In which of the following molecule back bonding is present,
A.$B{F}_3$
B.$H_{2}O$
C.$N{H}_3$
D.$HF$

Answer 1

Hint: We must remember that back bonding is seen between atoms in a compound in which one atom has a lone pair of electrons and another shows vacant orbital adjacent to each other.

Complete step by step answer:
We can call back bonding as a $\pi$-coordinate bond. Two types of compounds generally show back bonding.
Compounds in which the side atoms donate a pair of electrons to central atom
Compounds in which the central atoms donate a pair of electron to side atoms
The conditions for back bonding are,
Any one atom in the pair must contain one lone pair of electrons
At Least one atom should belong to 2nd period and other atom should belong to 3rd period
We know that the geometry of $B{F}_3$ is trigonal planar.
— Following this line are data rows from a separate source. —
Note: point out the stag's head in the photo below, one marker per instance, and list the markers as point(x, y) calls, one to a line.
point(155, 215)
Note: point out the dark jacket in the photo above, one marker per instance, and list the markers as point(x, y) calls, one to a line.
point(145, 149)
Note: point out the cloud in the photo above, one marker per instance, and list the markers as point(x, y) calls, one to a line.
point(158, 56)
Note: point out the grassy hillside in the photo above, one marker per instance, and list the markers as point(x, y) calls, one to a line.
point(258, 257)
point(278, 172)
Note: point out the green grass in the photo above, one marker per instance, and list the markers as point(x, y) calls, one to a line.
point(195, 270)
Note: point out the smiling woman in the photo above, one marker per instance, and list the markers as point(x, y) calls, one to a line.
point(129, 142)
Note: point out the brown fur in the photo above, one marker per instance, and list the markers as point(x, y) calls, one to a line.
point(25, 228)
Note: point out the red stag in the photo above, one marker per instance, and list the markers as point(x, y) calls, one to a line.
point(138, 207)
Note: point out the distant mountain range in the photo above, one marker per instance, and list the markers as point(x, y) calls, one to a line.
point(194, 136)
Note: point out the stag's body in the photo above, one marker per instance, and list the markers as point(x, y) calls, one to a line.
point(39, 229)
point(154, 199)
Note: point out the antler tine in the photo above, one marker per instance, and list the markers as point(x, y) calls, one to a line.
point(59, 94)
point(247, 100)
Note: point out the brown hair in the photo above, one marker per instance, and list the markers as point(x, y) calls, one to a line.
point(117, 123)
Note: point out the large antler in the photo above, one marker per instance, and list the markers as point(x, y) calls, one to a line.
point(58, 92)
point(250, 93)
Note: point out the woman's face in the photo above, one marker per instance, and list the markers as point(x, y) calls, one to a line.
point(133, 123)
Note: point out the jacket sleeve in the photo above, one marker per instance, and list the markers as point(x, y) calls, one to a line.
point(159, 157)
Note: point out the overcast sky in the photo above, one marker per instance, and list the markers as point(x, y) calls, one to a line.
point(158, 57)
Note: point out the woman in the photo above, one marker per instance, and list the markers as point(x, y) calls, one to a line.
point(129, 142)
All the three boron-fluorine bonds lie in the plane, and therefore, the p-orbital of boron and fluorine are said to be parallel.
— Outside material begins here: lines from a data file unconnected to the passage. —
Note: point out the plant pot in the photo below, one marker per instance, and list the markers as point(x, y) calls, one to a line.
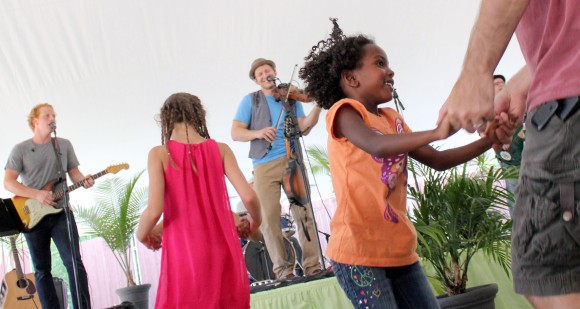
point(479, 297)
point(137, 294)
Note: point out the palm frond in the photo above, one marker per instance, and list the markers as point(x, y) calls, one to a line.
point(114, 217)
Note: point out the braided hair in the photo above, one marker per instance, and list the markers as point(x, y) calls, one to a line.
point(182, 108)
point(326, 62)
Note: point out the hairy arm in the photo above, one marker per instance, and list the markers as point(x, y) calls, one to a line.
point(12, 184)
point(471, 99)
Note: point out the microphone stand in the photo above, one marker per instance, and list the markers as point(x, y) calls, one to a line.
point(67, 211)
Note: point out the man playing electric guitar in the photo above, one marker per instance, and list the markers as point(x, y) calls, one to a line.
point(35, 162)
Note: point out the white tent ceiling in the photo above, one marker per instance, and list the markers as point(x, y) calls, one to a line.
point(107, 66)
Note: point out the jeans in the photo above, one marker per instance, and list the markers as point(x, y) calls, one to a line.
point(385, 287)
point(55, 227)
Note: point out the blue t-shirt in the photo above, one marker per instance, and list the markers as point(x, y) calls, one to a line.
point(244, 114)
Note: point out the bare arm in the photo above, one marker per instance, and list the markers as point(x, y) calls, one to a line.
point(510, 103)
point(471, 99)
point(244, 190)
point(307, 123)
point(12, 184)
point(349, 124)
point(152, 213)
point(442, 160)
point(241, 133)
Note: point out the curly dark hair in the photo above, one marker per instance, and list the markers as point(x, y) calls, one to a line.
point(182, 107)
point(326, 62)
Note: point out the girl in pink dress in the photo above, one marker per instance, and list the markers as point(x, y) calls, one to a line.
point(202, 264)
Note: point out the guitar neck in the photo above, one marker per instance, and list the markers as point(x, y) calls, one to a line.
point(17, 266)
point(58, 195)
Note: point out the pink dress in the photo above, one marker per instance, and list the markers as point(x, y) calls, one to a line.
point(202, 265)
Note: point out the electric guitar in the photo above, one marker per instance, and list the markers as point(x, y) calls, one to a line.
point(20, 289)
point(31, 211)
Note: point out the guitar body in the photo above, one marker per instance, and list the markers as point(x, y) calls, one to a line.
point(20, 293)
point(31, 211)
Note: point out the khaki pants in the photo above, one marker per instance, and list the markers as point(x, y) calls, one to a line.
point(268, 179)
Boron shows the presence of empty p-orbital and lone pair of electrons is present in the p-orbital of fluorine. Therefore, boron acts as Lewis acid and fluorine acts as Lewis base. A lone pair of electrons is donated by fluorine to boron atoms, and this type of bonding is called back bonding.
Therefore, option (A) is correct.
Water has a tetrahedral arrangement of molecules. This is due to the repulsion from the lone pair combination is greater than bond-pair repulsion. The existing pairs are not present in the same plane. One pair lies below the plane and the other one lies above. This bond geometry is called a distorted tetrahedron.
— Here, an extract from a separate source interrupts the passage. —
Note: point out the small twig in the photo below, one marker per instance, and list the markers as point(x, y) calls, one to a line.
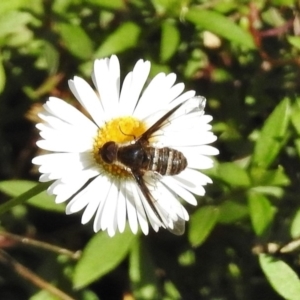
point(32, 277)
point(43, 245)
Therefore, option (B) is incorrect.
The molecular geometry of ammonia is trigonal pyramidal or distorted tetrahedral structure. This is because of the presence of a lone non-bonding pair that generally exerts more repulsion on the bonding orbitals. In ammonia, nitrogen is the central atom, three hydrogen atoms that are alike create the base and one pair of electrons forms the apex of the pyramid. Therefore, option (C) is incorrect.
The molecular geometry of $HF$ is tetrahedral and has a linear shape. It contains three lone pairs and one bond pair, and is $s{p}^3$ hybridized. Therefore, option (D) is incorrect.
Therefore option A is correct.


Note:
Back bonding permits the molecule to be stable as it satisfies its octet.
Back bonding results in decrease in bond length and increase in bond order.
In a pi-back bonding electron, it moves from an atomic orbital of one atom to anti-bonding orbital of another atom (or) ligand.
Nickel carbonyl and Zeise’s salt are examples of compounds that show pi-back bonding.